WPS GHA has recently been informed of a new trend in medical record documentation – that of using some type of disclaimer.  Examples include the following:  ‘Due to possible errors in transcription, there may be errors in documentation’; ‘Due to voice recognition software, sound alike and misspelled words may be contained in the documentation’; and ‘I am not responsible for errors due to transcription.’ Providers are responsible for the medical record documentation.  Disclaimers such as those above do not remove that responsibility.  The provider should verify the information is complete and accurate prior to attaching his/her signature.[1]  (Emphasis added.)

We agree that a disclaimer will not shield a physician from liability for errors in the medical record.  It does not matter if the error is caused by voice recognition software or a transcriptionist.  The physician’s signature on the record is the physician’s confirmation that the information is accurate and complete.  A disclaimer cannot be used to evade that responsibility.

The guidance from WPS GHA makes clear that disclaimers cannot help physicians.  In fact, there is also reason to believe that such disclaimers will actually harm physicians.  If a disclaimer is used, an injured patient may claim in a malpractice suit that the physician was too busy to review the accuracy of the entry, or simply was unconcerned.

All health care professionals know that transcription errors in the medical record can harm patients.  This may explain why juries have no sympathy or tolerance for physicians who would attempt to use a disclaimer to avoid responsibility for closely reviewing the medical record before signing it.

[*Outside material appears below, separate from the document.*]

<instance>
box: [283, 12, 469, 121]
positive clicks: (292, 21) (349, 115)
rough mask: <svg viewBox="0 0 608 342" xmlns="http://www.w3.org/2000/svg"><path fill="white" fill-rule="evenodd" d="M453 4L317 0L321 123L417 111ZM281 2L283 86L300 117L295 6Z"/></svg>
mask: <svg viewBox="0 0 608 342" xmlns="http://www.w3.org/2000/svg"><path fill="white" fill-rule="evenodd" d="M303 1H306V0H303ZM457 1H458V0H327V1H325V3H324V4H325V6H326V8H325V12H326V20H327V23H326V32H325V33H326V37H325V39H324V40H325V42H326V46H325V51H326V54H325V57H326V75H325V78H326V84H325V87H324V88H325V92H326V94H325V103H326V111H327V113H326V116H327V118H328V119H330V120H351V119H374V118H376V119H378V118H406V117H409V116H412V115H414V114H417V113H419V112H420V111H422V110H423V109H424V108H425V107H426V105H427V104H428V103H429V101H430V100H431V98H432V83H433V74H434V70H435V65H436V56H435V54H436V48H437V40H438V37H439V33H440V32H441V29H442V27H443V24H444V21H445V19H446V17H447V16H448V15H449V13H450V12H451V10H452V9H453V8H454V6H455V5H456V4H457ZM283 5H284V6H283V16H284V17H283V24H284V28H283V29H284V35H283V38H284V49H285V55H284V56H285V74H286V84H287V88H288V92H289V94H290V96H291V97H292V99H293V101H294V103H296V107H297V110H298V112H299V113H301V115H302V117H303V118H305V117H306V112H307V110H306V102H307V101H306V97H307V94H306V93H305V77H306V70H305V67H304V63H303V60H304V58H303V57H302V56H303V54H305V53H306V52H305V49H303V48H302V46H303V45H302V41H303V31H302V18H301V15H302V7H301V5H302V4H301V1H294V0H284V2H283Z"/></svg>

Not only are juries offended by these disclaimers, but they offer an easy target for malpractice attorneys.  The following comment was posted on a message board regarding this issue:

I called some attorney contacts I have on BOTH sides of the courtroom (just to get THEIR take on the situation).  The defense attorneys I contacted DON’T want the disclaimer anywhere on the note.  The plaintiff attorneys I contacted LOVED the idea and then proceeded to tell me how they would ‘rip the author of those notes to shreds’ EVEN IF NO ERRORS WERE FOUND IN THE NOTE! They had some rather interesting approaches on how to discredit the author simply due to the presence of a disclaimer on a medical note.[2]